Like so many of the other communities the Canterbury Jewry rose to its zenith in the first half of the 13th century. Thereafter it suffered an irrevocable decline to the final conclusion of medieval Jewish life in 1290. However incidents of anti-Semitism increased throughout both halves of the 13th century. There were the usual false accusations against members of the community and ever increasing pressure to convert, as hostility grew along with the royal exactions on the Jewry as well as confiscations.

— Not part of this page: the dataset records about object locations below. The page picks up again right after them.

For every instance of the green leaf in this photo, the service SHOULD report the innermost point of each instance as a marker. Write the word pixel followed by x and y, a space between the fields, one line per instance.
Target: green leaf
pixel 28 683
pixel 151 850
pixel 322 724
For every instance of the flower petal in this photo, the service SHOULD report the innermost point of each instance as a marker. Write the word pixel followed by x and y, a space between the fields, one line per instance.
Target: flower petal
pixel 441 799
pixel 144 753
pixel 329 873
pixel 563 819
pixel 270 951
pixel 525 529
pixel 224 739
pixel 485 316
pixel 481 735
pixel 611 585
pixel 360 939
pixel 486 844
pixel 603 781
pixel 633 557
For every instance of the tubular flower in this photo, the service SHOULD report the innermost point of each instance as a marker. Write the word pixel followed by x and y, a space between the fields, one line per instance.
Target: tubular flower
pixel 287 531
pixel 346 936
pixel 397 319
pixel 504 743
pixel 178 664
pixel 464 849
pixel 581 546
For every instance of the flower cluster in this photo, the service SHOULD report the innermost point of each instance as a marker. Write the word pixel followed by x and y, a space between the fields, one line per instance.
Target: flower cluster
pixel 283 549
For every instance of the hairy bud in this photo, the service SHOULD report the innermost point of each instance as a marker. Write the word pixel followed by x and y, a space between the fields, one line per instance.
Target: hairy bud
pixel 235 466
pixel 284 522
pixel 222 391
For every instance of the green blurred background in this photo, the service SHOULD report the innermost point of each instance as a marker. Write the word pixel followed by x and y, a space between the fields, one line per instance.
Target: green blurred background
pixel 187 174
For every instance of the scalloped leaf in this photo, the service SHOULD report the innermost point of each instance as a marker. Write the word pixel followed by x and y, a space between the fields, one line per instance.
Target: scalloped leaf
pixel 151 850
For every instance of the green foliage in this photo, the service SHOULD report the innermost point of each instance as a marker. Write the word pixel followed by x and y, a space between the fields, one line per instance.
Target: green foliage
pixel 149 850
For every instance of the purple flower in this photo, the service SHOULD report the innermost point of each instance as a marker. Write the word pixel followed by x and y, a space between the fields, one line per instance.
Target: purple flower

In 1222 Archbishop Stephen Langton at the Synod of Oxford published a general edict designed to curb Jewish life. He ordered such strictures as the wearing of the badge of shame, a ban on the building of any more synagogues, forbidding Jews to enter church buildings, or to keep their goods there, among other measures.

However, he and the Bishops of Lincoln and Norwich, exceeded themselves when they also ordered the cutting of all communications between Jews and Christians in their diocese. This even included forbidding Christians selling Jews food under the very threat of excommunication! If this injunction had been implemented it would have meant starvation and the end of the Jewish communitiies in those diocese. The guardian of the young king, Hubert de Burgh, was forced to step in and order that anybody refusing to supply the Jews of Canterbury would be arrested at once, excommunication or no.

While there were relatively few anti-Semitic outbreaks against the Jews in Canterbury (as in Oxford) they did occur and some were grave. The Canterbury Jewry suffered particularly during the Baron's war, when in 1261 both clerics and laymen broke into the houses of Jews, destroying doors and windows with axes and attempting to set fire to the Jewry. Many Jews were violently assaulted and as a result King Henry ordered an enquiry to discover the malefactors.

There was a second outrage in 1264, when one of the rebels against the King, Gilbert de Clare, Earl of Gloucester, captured Canterbury. He went on to sack the Jewry perhaps with the main intention of destroying all the evidence of debts contained it archa. The result was that the Jewry was dispersed. It is unclear if there were fatalities. What is known is that two years later, in 1266, the community had returned to Oxford and 18 leading local Jews signed a treaty of self-defence, in which they sought to protect themselves against, 'liars, improper persons, or slanders'.

After the Barons' War, the final decline of the Jewry came in earnest and Caleman a local Jew was murdered. Two Jews were murdered in the shire at Frenningham. Properties were confiscated, and the Jewry suffered badly in the coin clipping accusations of 1278. The whole community was temporarily imprisoned in the castle and six of their number was hanged. While they were imprisoned some of the towns' people took the opportunity to seize the goods of the incarcerated Jews. However those who stole the chattels of the Jews became subject to excommunication by the cathedral clergy, since all of the Jewish property had been forfeit to the king, as was routine in these circumstances.